Joel S. Berg, who leads a hunger- and food-security nonprofit group, was out for a run on a Saturday in late April when he saw a man with a petition clipboard. A veteran of Democratic politics and petitioning efforts, Mr. Berg stopped. He recalled that the man said he was trying to help “Joe Biden and other Democrats,” and then murmured: “And Kennedy.”

Mr. Berg said that he asked the man if he was a paid canvasser, and that the man said he was. “I didn’t really want to bust his chops,” Mr. Berg said. “But if a campaign I liked did something deceptive, I would have been offended.”

Ira Pearlstein, a lawyer, said he had been approached twice on the sidewalk near Barclays Center in Brooklyn, right above the Atlantic Avenue subway station. The first time, he said, a man told him the petition was for “any candidate” to be placed on the ballot, but when Mr. Pearlstein unfolded it, he saw Mr. Kennedy’s name at the top.

“I told him this is very misleading, and very undemocratic,” Mr. Pearlstein recounted. The man, he said, responded that he would not bother him anymore.

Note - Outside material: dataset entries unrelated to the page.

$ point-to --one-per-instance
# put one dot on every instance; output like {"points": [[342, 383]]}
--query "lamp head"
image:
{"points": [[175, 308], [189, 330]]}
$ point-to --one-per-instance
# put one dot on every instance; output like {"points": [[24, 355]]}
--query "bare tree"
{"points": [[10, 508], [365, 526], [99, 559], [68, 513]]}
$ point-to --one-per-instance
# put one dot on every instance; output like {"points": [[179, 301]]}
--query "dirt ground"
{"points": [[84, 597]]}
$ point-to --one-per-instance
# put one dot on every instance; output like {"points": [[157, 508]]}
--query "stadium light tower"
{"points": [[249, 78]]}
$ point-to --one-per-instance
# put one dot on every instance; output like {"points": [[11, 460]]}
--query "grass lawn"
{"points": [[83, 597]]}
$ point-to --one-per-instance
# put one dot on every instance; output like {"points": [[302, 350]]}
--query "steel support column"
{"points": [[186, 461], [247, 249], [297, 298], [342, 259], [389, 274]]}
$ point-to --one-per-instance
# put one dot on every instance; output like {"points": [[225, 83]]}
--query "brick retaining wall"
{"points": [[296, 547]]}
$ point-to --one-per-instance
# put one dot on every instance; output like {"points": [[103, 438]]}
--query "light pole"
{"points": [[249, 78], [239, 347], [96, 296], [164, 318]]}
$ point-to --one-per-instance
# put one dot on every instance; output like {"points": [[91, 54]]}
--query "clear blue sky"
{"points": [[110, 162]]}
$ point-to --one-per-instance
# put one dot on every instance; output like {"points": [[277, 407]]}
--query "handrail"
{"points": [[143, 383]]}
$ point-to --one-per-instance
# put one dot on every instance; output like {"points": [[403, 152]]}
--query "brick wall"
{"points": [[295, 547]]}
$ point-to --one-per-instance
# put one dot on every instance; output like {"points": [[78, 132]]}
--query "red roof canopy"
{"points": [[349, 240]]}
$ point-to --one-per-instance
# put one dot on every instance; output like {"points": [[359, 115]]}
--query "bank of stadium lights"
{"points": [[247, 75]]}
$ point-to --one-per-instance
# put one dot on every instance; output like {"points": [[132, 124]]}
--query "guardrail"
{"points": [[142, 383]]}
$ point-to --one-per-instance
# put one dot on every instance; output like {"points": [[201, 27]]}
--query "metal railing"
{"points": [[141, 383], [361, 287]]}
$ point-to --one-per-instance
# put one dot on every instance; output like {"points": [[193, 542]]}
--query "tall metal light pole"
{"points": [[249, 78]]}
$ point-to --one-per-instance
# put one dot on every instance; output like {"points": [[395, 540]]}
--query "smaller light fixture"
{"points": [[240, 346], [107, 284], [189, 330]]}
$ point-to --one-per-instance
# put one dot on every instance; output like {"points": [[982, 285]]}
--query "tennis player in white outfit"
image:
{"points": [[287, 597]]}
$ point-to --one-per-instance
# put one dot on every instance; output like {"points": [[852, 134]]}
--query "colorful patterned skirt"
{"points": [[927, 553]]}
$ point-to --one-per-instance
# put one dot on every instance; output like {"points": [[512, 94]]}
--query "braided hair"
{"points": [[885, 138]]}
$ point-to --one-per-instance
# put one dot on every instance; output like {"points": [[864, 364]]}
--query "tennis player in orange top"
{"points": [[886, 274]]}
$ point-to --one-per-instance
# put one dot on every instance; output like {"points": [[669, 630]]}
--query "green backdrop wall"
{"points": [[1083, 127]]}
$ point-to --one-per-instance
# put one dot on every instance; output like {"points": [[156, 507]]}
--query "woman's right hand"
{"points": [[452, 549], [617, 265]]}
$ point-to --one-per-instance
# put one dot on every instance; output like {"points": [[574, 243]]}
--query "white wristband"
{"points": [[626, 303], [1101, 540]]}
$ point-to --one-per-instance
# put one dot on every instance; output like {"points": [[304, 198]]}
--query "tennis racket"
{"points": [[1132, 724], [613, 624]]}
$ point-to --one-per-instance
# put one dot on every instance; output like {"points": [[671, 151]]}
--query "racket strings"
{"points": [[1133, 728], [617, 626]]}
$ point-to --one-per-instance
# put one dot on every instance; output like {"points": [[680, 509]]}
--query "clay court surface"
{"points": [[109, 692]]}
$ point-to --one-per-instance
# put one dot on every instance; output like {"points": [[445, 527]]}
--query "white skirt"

The second time, Mr. Pearlstein said he was approached by a young man who said that he was a student, and that he hoped to make some money on the side. Mr. Pearlstein echoed his concern about the misleading petition. “It almost sounded like he didn’t quite know,” Mr. Pearlstein said.

Mr. Pearlstein said that his wife — who said she had been approached separately — had reported the matter to state election officials.

A spokeswoman for the New York State Board of Elections referred questions to the board’s division of election-law enforcement, which did not respond to a request for comment.

Ms. Bernstein, the judge, also reported her encounter to state officials. Then, standing on the subway platform last week, she felt a tap on the shoulder.

It was the same man, asking if she wanted to sign the same petition.

She answered with the most New York of questions: “Are you kidding me?”

Nick Corasaniti contributed reporting.